More engagement, not less, with Myanmar

Engagement makes a difference

Mish Khan

Society and culture, Development | Southeast Asia

20 August 2018

As the outcry against Myanmar’s military grows, Australia must continue to create and sustain ties on a people-to-people basis, Mish Khan writes.

Renewed calls for Australia to boycott its military relationship with Myanmar follow broader calls to limit engagement such as tourism and even educational interaction with the turbulent country, after unacceptable bloodshed in Rakhine State.

This is despite the $400,000 per annum military-related funding being allocated towards disaster relief, peace keeping and English language training.

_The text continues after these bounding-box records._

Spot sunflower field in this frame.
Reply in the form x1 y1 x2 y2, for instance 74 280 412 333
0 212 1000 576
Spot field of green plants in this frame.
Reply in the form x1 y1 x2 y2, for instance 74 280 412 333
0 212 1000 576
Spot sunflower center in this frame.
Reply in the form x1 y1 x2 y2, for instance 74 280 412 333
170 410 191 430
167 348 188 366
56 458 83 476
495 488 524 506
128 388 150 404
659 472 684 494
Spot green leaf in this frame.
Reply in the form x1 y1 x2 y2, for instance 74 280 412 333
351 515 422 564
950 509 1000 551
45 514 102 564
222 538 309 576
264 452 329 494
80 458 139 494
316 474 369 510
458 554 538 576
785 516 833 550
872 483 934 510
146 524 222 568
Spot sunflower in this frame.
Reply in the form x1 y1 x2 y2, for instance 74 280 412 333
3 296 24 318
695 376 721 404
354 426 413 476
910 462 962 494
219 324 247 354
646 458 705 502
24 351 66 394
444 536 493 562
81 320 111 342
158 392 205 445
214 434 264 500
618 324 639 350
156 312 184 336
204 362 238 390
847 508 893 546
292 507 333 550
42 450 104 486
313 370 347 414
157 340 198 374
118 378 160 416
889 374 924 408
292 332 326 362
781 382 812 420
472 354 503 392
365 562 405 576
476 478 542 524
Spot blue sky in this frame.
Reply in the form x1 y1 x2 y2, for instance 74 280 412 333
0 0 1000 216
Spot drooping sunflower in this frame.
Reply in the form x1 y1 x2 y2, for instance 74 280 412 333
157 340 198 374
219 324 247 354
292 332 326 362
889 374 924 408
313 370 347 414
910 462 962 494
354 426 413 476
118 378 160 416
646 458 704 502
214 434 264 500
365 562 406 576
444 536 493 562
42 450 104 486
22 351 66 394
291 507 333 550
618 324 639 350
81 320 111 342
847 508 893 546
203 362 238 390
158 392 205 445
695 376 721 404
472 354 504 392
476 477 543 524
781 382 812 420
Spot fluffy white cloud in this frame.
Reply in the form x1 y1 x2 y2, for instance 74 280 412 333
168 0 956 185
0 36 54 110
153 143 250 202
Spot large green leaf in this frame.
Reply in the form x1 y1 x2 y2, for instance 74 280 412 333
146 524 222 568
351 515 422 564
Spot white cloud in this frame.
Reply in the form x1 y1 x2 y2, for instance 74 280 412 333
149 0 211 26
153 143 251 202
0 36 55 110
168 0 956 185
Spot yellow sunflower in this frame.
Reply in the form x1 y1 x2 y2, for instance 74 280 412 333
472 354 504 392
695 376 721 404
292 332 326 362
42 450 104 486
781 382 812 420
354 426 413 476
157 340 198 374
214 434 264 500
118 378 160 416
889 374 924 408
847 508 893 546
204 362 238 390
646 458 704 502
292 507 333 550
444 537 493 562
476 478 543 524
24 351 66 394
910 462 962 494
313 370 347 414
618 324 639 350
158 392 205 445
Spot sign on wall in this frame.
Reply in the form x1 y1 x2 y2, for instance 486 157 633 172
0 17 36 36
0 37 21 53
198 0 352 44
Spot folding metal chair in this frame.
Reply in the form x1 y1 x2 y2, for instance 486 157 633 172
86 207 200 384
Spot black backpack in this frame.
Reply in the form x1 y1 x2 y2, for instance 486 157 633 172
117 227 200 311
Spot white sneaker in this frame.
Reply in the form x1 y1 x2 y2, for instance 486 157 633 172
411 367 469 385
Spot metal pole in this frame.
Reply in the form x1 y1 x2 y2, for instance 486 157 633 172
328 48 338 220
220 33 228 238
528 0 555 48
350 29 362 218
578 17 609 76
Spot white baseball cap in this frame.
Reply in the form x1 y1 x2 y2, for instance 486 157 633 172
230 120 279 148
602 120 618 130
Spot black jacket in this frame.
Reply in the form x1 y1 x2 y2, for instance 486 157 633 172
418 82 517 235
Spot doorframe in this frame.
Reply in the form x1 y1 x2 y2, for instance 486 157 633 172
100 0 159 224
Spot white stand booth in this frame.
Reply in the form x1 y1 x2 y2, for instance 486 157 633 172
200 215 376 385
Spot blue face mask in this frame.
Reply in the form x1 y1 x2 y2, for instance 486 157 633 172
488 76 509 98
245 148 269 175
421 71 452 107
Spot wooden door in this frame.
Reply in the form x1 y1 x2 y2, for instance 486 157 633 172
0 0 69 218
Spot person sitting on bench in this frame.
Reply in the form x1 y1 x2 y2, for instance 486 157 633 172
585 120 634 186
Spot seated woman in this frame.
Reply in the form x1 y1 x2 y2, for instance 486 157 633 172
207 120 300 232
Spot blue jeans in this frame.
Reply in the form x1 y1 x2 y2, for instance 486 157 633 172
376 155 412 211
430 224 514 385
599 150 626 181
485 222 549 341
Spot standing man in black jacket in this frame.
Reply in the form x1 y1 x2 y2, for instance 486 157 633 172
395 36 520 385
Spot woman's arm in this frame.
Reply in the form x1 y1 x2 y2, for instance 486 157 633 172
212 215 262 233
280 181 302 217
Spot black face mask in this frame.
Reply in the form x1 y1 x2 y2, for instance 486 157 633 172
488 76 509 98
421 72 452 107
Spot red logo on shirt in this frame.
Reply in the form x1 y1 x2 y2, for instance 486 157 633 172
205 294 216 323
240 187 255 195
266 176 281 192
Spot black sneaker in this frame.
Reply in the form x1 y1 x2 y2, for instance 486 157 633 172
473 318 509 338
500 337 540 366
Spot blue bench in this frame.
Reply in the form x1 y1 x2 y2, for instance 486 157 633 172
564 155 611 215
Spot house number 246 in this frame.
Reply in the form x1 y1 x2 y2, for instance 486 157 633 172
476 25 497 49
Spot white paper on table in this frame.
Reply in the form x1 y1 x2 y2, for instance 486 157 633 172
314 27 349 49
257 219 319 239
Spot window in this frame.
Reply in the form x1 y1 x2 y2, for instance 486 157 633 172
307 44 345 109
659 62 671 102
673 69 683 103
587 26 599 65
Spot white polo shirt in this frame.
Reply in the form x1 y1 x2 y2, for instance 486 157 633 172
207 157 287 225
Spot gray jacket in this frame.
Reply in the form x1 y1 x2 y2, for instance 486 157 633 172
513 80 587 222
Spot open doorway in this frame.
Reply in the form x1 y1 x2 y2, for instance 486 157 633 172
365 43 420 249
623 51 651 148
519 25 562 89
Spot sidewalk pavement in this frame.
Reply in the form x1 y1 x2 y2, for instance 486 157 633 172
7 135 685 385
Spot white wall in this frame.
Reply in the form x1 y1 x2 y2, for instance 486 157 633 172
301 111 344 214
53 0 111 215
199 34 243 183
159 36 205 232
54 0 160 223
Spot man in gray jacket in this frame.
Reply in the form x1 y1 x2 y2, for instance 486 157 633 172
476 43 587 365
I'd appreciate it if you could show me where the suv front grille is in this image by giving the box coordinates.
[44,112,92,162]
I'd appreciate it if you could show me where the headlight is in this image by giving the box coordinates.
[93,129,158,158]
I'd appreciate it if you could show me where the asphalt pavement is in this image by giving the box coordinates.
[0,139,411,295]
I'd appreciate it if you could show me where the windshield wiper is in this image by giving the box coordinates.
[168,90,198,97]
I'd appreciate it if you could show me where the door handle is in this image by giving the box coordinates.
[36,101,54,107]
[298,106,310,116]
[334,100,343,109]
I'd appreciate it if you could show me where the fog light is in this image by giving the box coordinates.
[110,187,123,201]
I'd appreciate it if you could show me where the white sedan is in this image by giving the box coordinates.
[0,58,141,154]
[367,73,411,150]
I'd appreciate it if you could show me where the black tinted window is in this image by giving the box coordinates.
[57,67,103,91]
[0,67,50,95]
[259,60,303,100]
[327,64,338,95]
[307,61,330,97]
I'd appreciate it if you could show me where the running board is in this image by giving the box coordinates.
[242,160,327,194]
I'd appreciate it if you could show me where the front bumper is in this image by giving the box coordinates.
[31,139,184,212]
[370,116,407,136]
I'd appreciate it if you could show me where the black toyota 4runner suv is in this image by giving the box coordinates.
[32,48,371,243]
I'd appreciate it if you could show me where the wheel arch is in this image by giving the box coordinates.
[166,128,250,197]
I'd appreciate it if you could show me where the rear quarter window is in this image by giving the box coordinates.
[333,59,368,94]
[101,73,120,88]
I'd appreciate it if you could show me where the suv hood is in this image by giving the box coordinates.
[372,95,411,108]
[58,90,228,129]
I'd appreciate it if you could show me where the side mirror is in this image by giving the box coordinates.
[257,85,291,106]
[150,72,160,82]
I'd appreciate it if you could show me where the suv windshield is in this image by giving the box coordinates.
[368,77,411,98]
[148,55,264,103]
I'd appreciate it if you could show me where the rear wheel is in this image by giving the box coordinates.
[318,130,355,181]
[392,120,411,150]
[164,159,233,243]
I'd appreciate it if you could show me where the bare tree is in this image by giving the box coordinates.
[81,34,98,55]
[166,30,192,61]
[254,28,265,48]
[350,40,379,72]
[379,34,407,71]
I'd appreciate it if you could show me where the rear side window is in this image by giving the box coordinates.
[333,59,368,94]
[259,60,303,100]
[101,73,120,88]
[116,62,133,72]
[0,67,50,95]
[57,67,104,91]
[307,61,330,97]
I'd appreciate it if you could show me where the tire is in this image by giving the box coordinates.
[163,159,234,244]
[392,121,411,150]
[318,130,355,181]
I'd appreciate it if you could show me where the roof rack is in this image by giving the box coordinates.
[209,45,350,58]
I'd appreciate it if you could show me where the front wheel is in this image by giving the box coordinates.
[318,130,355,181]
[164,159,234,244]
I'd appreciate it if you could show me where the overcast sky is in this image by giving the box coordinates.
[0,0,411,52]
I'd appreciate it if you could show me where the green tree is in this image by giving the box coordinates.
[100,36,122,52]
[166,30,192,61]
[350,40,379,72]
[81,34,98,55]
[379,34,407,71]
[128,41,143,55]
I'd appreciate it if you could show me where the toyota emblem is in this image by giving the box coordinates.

The Australia-Myanmar defence relationship focuses on reinforcing the role of a professional military in a democracy, and Australia maintaining an arms embargo towards Myanmar, which has been in place since 1991. Currently and for the foreseeable future, Myanmar’s military has a constitutionally-mandated presence in Parliament and holds a tight grasp over the transition process.

While it makes perfect sense to avoid combat-related funding, pretending any change for the better in Myanmar’s military will manifest out of nowhere is not a helpful approach.

More than ever, the tension between international calls for boycott from bodies like Amnesty International, and Australia’s insistence on maintaining a pro-engagement approach with Myanmar, characterise the Australia-Myanmar relationship.

At an event in Yangon in late June, Australian ambassador to Myanmar Nicholas Coppell stated “Myanmar needs more, not less engagement.” He highlighted the impact of isolation and sanctions on the ordinary Myanmar people, who have already suffered under decades of military dictatorship.

Uniquely, Australia has maintained 65 years of diplomatic engagement with Myanmar over periods when many others bowed out. 1952 saw the establishment of our first delegation to Burma, with full ambassadors being posted from 1956. Even at the peak of military rule, when the relationship was strained, ambassadors were never withdrawn and an involved push for change was preferred over punitive sanctions. In 2012, Australia lifted targeted travel and financial sanctions to encourage further democratic reform.

Today, we have a growing trade relationship, an $84 million development assistance program focused on education, roughly fifty Australia-Awards scholarship recipients from Myanmar each year, 35 AVI (Australian Volunteers for International Development) volunteers in Myanmar at any given time and an increasing number of Australian university students undertaking short and long-term study under DFAT’s New Colombo Plan sponsorship.

I am currently finishing my law degree in Myanmar under the New Colombo Plan program, and am part of the people-to-people aspect of Australia’s pro-engagement policy. It is clear that engagement makes a difference.

While some call for our academic institutions to boycott ties with Myanmar’s universities despite their need for assistance, the highly unique presence of Australian students around campus for years now at the historic Yangon University—where one would ordinarily struggle to find foreign undergraduates—in itself conveys an innovative, deep and genuine interest from Australia towards Myanmar.

Combined with other activities such as co-organising conferences, hosting researchers and visiting professors and collaborating on research, academic staff and students bear a warm appreciation towards Australia’s engagement on the ground. This will endure regardless of what twists or turns emerge in the next stage of Myanmar’s political path.

Suggestions to alienate Myanmar fail to appreciate the complexities of the actors at play in the nation’s reform process. For instance, it would be wrong of me to suggest that all my peers at Yangon University are activists, future saviours of the nation and ideal embodiments of reform. In fact, some are related to cronies while others come from military families.

Regardless, these students will grow to become major players in Myanmar’s politics, business and society. They will benefit from high-quality education delivery that the poorly-funded universities struggle to achieve without external help. They benefit from a level of international exposure and interaction that allows them to form critical and comparative thinking skills, values, beliefs and ideals that would become far more alien under a cold, dark and isolated tertiary education system.

Furthermore, my Myanmar friends selected to study masters-level scholarships in Australia are among the brightest, most driven people I know. Many even joke that they experienced such strong growth that they now struggle to find enough spaces to contribute their knowledge.

Of course, there is a difference between throwing money at a problematic state and calling it engagement, versus carefully curating and prioritising different streams of engagement including development assistance, military training, education, people-to-people links and peace process support.

I believe Australia, for the most part, gets this balance right.  As Nicholas Coppell commented in Yangon, Myanmar is one of the least known and understood countries in Asia. This gap in understanding and knowledge can only be breached by greater engagement. More contact is important, and must continue.